The flow of oil from U.S. shale fields is projected by government analysts to fall 14 percent by 2017, as the reverberations of the recent crash in crude prices are felt.
Production from those shale fields had increased exponentially over the past decade as hydraulic fracturing and horizontal drilling techniques were improved. Shale oil now accounts for more than half of the nation’s crude output.
But according to a report Monday by the U.S. Energy Information Administration, shale oil output – which peaked in 2015 at 4.9 million barrels a day – will fall to 4.2 million barrels by the end of next year.
The fall is “mainly attributed to low oil prices and the resulting cuts in investment. However, production declines will continue to be mitigated by reductions in cost and improvements in drilling techniques,” the report reads.
After 2017 government analyst are more bullish, predicting that by 2040 shale oil production will increase 45 percent from 2015 levels to 7.1 million barrels a day.

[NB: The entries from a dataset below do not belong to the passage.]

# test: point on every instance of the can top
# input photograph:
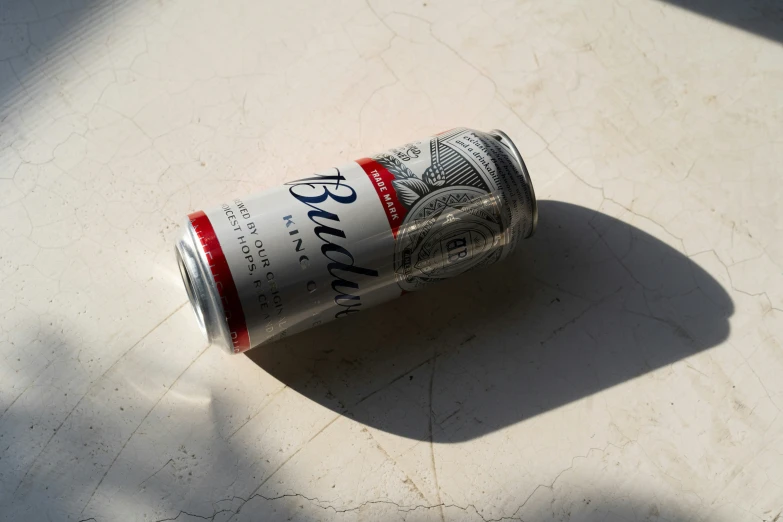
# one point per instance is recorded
(504, 140)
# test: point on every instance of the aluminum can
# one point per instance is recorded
(329, 245)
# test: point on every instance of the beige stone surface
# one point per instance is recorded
(624, 366)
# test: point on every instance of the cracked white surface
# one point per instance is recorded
(625, 366)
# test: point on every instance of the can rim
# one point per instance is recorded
(201, 289)
(505, 140)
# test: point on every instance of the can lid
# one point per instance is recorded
(504, 140)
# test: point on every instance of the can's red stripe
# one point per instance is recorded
(227, 290)
(382, 179)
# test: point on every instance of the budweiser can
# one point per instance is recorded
(337, 242)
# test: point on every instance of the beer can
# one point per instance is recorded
(329, 245)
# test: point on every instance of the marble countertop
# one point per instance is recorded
(624, 365)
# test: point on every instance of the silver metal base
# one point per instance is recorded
(504, 140)
(201, 289)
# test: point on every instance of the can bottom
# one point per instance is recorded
(506, 142)
(201, 289)
(191, 291)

U.S. natural gas production from shale would more than double to 79 billion cubic feet a day – with no drop off in production in the short-term.
Those predictions are predicated on analysts ability to predict future oil prices. In the report, EIA explains that fluctuations in oil prices could cause wild production swings. In the event of high prices, shale oil would reach more than 12 million barrels a day by 2040. If prices were low, production could fall close to 3 million barrels a day.
The EIA also predicts that by 2019 the Bakken formation, which spans North Dakota and Montana, will be the country’s largest oil field, surpassing the Eagle Ford field in South Texas. By 2040, analysts predict, the Bakken will produce 2.3 million barrels per day, almost a third of the nation’s shale oil output.